Tout d’abord, je propose que l’on procède à un bilan quantitatif et qualitatif de tous les ateliers, pour chiffrer, depuis 1990, le nombre d’étudiant·es formé·es dans ces ateliers et à l’école doctorale de Bucarest, le nombre de diplômé.es et celles et ceux qui ont accédé à des postes universitaires et de recherche. Par des entretiens avec ces ancien·nes étudiant·es devenu·es enseignant·es-chercheur·es, il s’agirait d’appréhender les réceptions de ces formations, tout en reconstruisant les trajectoires académiques de certain.es d’entre eux. Avant qu’il n’y ait préemption par l’âge, il devient pressant de faire des entretiens avec les collègues de l’École ayant enseigné au sein des ateliers, mais également avec ceux des pays de l’Est européen pour estimer les effets de l’inégalité des savoirs sur leur estime de soi. Un tel bilan permettrait de savoir si nous avons fait galoper les sciences sociales, pour reprendre le beau titre de l’ouvrage de Karol Modzelewski : Nous avons fait galoper l’histoire2.
À ma croyance naïve des années 1990, assignant aux sciences sociales d’être l’une des planches de salut pour les pays de l’Est, succède à présent la conviction que nous devons faire des sciences sociales une cause européenne à défendre, pour donner une suite européenne au colloque tenu à l’École sur les sciences sociales en danger3. En Pologne et en Hongrie, des instituts sont fermés et des thématiques sont interdites.
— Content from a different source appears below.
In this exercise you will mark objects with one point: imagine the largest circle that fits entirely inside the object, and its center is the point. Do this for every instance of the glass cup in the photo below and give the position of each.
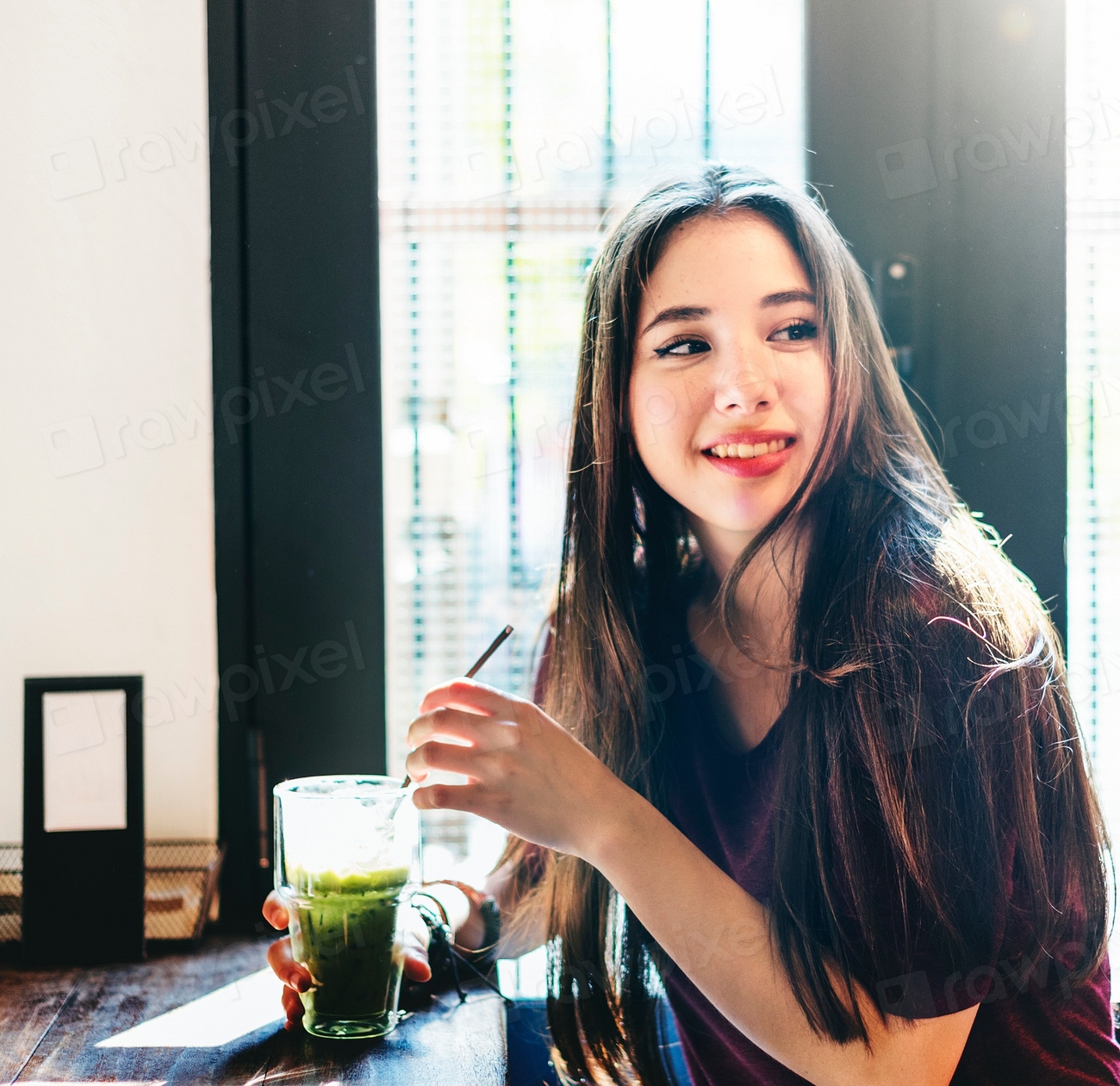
(346, 863)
En Ukraine, des enseignants chercheurs sont contraints à l’exil ; en Russie, ils sont interdits d’enseignement et emprisonnés. En France, les études de genre et le recours à l’intersectionnalité sont référés à l’islamo-gauchisme par le pouvoir politique. Face à ces mises en cause et répressions, je propose que, l’an prochain, tous les ateliers travaillent sur un même programme, quelque chose comme « les sciences sociales en temps de crise ou même en temps de guerre, et en retour ce que cette crise fait aux sciences sociales ». Cette unité thématique permettrait d’organiser ensuite un colloque européen sur ce sujet, en s’interrogeant sur les positions éthiques, scientifiques et politiques que ne manquera pas de soulever un tel programme.
Je ne crois pas avoir porté un regard depuis la frontière européenne, comme le veut cet atelier, parce que le regard des sciences sociales est un regard sans frontières qui destitue les frontières disciplinaires, nationales et mentales. Mais comment les ignorer quand l’Ukraine se bat pour son indépendance ? En revanche, il me semble urgent de privilégier un regard à partir des pays de l’Europe centrale, pour mieux révoquer le clivage Ouest/Est encore agissant. Le défi devant nous est immense : construire et écrire ensemble une Europe des sciences sociales, dans laquelle une visibilité toute particulière serait donnée aux recherches en sciences sociales en Ukraine, et à celles de nos collègues russes interdits de publications et d’enseignement, indice que les dissidences sont toujours d’actualité.
Notes
1
Rose-Marie Lagrave, Voyage aux pays d’une utopie déchue. Plaidoyer pour l’Europe centrale, Paris, PUF, 1998.
2
Karol Modzelewski, Nous avons fait galoper l’histoire. Confessions d’un cavalier usé ; Préface de Bernard Guetta, Paris, Éditions de la MSH, 2018.
3
Les sciences sociales en danger ? Pratiques et savoirs de l’émancipation, les 23 et 24 juin 2022.